Malnutrition au Mali : causes, conséquences et solutions en 2024

Enfant malien touché par la malnutrition, illustrant la crise sanitaire

la malnutrition au Mali : un fléau sanitaire aux conséquences dramatiques

La malnutrition au Mali représente une crise sanitaire majeure dans ce pays d’Afrique de l’Ouest, où près de 40 % de la population est touchée. Malgré les efforts de prévention déployés ces dernières années, des poches de malnutrition persistent, avec des répercussions alarmantes sur la santé infantile et maternelle.

Le Mali, situé dans la bande sahélienne, fait face à une situation critique : près d’un enfant sur cinq meurt avant d’atteindre l’âge de 5 ans, un taux de mortalité infantile parmi les plus élevés au monde. La malnutrition, souvent insidieuse, engendre des conséquences dévastatrices à court, moyen et long terme, tant pour les familles que pour l’économie nationale.

Parmi les causes identifiées, l’espacement insuffisant entre les naissances joue un rôle clé dans l’apparition de carences nutritionnelles chez les enfants et les mères. Par ailleurs, plus une famille compte de membres, plus le risque de malnutrition augmente, aggravant ainsi la précarité des ménages.

Des chiffres qui dépassent les seuils d’alerte

Selon l’Organisation mondiale de la santé, la malnutrition aiguë globale (modérée et sévère) touche 15 % de la population malienne, un chiffre bien supérieur au seuil d’alerte international fixé à 10 %. Quant à la malnutrition chronique, elle frappe 38 % des enfants de moins de 5 ans, alors que le seuil d’alerte est fixé à 20 %. Le Mali se trouve donc dans une situation bien plus préoccupante que les normes internationales.

Plus de 80 % des enfants de moins de 5 ans et 65 % des femmes souffrent d’une carence en fer, l’un des taux les plus élevés au monde. Cette carence a des conséquences graves : elle compromet le développement intellectuel et les capacités d’apprentissage des enfants, tandis que chez les mères, elle peut entraîner des complications dès la grossesse, augmentant les risques de malnutrition pour le nourrisson.

Avec 40 % de sa population concernée par la malnutrition, ce problème constitue un enjeu majeur de santé publique pour le pays.

Les mesures mises en place pour endiguer la crise

Face à l’ampleur du phénomène, les autorités maliennes ont élaboré une politique nationale de nutrition ambitieuse, visant à renforcer la prévention et la prise en charge des cas. Ce plan s’accompagne d’un plan d’action sectoriel destiné à mobiliser des financements dédiés à ce secteur crucial.

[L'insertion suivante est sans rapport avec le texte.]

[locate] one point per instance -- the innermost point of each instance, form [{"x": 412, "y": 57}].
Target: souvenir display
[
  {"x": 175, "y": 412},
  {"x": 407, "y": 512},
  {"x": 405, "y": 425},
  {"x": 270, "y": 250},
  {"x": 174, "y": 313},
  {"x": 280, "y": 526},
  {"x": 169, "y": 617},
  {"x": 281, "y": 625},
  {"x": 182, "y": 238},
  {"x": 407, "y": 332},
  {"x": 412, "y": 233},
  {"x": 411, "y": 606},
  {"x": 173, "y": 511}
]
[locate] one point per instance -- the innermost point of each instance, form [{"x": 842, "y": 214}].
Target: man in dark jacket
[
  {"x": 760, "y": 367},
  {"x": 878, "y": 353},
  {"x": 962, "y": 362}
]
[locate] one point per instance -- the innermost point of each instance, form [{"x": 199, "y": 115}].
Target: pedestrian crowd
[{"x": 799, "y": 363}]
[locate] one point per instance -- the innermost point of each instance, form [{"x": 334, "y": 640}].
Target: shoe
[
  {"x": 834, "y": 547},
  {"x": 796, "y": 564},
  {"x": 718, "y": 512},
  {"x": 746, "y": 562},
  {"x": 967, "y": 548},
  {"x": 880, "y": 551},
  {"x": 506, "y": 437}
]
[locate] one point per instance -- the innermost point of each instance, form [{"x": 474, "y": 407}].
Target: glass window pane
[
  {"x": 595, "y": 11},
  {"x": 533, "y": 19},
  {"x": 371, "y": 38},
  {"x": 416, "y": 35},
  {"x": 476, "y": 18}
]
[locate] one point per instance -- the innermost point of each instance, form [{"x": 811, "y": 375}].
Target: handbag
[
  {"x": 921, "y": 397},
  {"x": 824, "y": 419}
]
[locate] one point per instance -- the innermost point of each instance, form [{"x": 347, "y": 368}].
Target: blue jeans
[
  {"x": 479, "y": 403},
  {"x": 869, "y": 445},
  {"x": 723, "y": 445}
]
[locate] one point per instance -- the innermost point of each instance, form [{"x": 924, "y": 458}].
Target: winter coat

« Cette politique est accompagnée d’un plan d’action, dans le but de mobiliser des financements pour ce secteur »
Spécialiste en nutrition à l’Unicef Mali

Parmi les initiatives récentes, le Mali a adopté l’iodation universelle du sel pour lutter contre les troubles liés à la carence en iode. Bien que 79 % des ménages maliens disposent désormais de sel iodé, l’objectif fixé à 90 % reste encore à atteindre.

Depuis 2005, les semaines d’intensification des activités nutritionnelles (SIAN) sont organisées deux fois par an et couvrent 95 % du territoire. Destinées aux enfants âgés de 6 à 59 mois, ces campagnes ont été intégrées dans les habitudes communautaires, renforçant ainsi la sensibilisation et la prévention. Pendant les SIAN, l’État et les organisations humanitaires, dont l’Unicef, promeuvent notamment la supplémentation en vitamine A et le déparasitage, deux mesures essentielles pour réduire la mortalité infantile.

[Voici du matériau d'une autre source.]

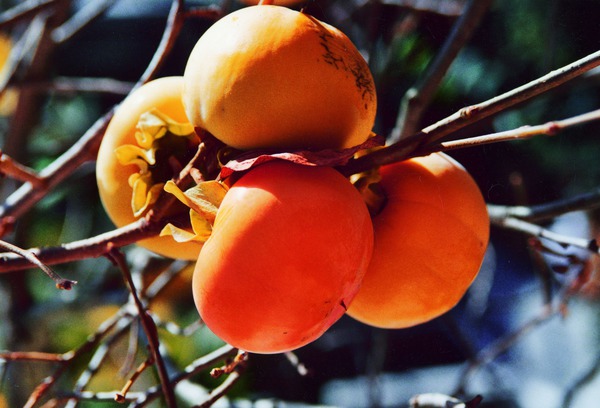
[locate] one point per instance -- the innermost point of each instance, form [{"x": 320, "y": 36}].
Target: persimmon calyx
[
  {"x": 161, "y": 142},
  {"x": 203, "y": 200},
  {"x": 368, "y": 184}
]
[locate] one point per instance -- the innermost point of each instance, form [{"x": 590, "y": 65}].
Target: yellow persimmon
[
  {"x": 271, "y": 77},
  {"x": 147, "y": 135},
  {"x": 430, "y": 239}
]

Les SIAN s’inscrivent dans une approche communautaire globale, promue par l’Unicef pour éduquer les populations sur les signes de la malnutrition, détecter les cas précocement et intervenir rapidement. « Pour maximiser l’impact de ces actions, l’Unicef et ses partenaires intègrent le dépistage de la malnutrition dans les activités de santé communautaires », explique Médiatrice Kiburente Touré. Elle souligne l’importance de sensibiliser davantage les populations, en insistant sur les bienfaits de l’eau potable et en identifiant les causes profondes de la malnutrition.

En 2010, seulement 50 % des enfants maliens souffrant de malnutrition aiguë sévère bénéficiaient d’une prise en charge. Aujourd’hui, cette couverture s’améliore progressivement, mais des efforts supplémentaires restent nécessaires pour atteindre tous les enfants en danger.